Asilomar Accords posts annual statistics for about 150 different U.S. shelters on its Web site. Only one in Georgia volunteers its data – the Columbus-Muscogee County Humane Society. According to its latest available reports, euthanasia doubled from 31 to 63 animals in 2007, while the intake of strays increased by only 9 percent, to 736 dogs and cats.
Bucking the trend, Athens-Clarke County in the past year cut in half the number of cats and dogs it euthanized, going from 252 of the 1,910 cats and dogs that were adoptable last year to only 77 of the 1,200 taken in this year.
At the root of the problem, said Ed Jefferson, an animal control officer in Augusta for the past 20 years, is irresponsible breeding – pet owners failing to get their animals spayed or neutered, leading to unwanted offspring.
Other factors, Jefferson said, are low adoption rates and the “disposable pet” ethos of today’s society. Owners are quick to relinquish their pets for any number of reasons.

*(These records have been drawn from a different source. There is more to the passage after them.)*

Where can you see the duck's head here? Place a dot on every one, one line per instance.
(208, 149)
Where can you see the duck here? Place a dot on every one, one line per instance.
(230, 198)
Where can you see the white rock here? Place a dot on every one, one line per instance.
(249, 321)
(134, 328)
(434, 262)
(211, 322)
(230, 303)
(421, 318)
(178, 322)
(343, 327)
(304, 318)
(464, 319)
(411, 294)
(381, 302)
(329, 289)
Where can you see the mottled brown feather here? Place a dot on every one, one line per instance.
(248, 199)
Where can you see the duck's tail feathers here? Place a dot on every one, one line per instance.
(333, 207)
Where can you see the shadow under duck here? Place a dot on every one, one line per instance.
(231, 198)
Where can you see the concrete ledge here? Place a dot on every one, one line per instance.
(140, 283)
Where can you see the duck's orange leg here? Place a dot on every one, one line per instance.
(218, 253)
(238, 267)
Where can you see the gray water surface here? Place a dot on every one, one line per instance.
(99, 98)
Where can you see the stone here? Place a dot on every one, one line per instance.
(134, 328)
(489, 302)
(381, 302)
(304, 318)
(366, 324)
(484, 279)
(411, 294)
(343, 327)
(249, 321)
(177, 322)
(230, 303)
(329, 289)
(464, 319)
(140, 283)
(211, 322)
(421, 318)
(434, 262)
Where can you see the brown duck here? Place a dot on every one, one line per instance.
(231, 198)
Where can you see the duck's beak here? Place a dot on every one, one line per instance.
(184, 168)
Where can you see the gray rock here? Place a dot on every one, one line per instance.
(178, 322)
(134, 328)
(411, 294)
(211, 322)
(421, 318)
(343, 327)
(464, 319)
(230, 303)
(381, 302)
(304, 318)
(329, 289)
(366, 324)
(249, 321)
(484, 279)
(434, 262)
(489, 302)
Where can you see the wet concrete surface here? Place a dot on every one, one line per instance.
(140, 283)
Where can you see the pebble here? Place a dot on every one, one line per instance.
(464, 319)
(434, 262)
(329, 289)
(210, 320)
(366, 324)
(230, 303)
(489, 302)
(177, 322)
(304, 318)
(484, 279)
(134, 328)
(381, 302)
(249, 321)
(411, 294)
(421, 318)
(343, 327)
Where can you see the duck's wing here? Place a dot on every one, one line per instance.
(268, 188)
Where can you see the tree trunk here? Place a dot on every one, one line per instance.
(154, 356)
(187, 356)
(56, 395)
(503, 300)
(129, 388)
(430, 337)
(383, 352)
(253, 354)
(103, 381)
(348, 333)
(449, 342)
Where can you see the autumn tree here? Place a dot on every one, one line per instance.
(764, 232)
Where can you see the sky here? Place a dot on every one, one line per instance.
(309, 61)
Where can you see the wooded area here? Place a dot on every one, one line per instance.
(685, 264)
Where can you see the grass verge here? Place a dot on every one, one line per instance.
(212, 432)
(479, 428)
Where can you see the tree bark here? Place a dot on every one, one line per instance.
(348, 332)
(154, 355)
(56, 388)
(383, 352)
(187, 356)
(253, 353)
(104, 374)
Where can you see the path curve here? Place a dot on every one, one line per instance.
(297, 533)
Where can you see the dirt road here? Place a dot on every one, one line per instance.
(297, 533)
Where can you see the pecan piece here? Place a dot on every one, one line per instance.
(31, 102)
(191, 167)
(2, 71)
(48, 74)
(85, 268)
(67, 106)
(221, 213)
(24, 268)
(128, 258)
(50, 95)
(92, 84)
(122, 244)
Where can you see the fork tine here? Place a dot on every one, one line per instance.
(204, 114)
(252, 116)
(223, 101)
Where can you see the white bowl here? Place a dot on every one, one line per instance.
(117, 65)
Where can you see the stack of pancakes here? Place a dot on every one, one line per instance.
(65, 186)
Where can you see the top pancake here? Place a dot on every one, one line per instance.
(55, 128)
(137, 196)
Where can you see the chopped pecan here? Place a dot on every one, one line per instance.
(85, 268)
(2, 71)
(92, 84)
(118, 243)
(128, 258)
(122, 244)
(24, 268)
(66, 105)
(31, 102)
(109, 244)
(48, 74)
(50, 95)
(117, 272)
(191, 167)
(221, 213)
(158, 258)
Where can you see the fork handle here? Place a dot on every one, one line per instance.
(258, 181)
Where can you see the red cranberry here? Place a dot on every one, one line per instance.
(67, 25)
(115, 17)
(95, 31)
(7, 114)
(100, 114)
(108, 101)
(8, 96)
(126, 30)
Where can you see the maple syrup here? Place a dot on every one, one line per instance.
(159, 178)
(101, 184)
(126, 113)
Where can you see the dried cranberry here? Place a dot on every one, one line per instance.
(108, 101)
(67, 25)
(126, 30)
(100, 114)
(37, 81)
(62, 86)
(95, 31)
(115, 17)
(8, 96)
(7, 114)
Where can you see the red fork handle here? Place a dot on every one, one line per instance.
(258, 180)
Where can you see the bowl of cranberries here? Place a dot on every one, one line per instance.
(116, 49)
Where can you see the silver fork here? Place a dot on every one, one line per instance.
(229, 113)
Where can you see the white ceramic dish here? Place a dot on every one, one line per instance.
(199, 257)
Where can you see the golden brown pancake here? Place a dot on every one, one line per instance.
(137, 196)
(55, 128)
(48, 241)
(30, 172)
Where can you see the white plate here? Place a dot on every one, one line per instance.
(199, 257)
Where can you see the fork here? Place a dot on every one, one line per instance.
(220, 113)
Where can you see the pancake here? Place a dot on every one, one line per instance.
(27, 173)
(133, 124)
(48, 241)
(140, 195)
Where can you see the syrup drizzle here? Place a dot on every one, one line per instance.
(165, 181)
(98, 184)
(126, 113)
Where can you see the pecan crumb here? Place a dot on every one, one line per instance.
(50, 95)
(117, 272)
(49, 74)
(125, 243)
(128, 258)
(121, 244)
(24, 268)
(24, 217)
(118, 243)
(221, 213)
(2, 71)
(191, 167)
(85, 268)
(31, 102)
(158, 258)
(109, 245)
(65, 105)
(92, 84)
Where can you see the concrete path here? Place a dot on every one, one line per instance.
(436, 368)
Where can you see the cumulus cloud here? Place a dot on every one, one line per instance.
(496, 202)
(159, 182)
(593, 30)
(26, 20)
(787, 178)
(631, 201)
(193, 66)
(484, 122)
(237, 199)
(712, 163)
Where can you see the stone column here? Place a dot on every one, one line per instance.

“Owners need to vaccinate, microchip, spay or neuter their pets and keep them contained,” he said. “Feeding stray animals causes a lot of problems for our society, chiefly cats and dogs multiplying and overrunning our shelter.”
Broady said Augusta Animal Service, by law, must hold an admitted animal five days to give its owner a fair opportunity to reclaim the pet. After the clearance period passes, the department can adopt, euthanize or transfer the animal to a rescue group.
“We try to find each animal a home as quick as we can, focusing primarily on the ones we have had the longest, but sometimes it can take six months to a year,” Broady said.
The director said 268 animals are at its facility at 4124 Mack Lane. Adoption fees are $65 for cats, $75 for male dogs and $85 for females. Senior citizens and members of the military pay only $50.
“We have the best prices in town,” Jefferson said. “All animals are already spayed, neutered, tested, microchipped and vaccinated. All they need is a home.”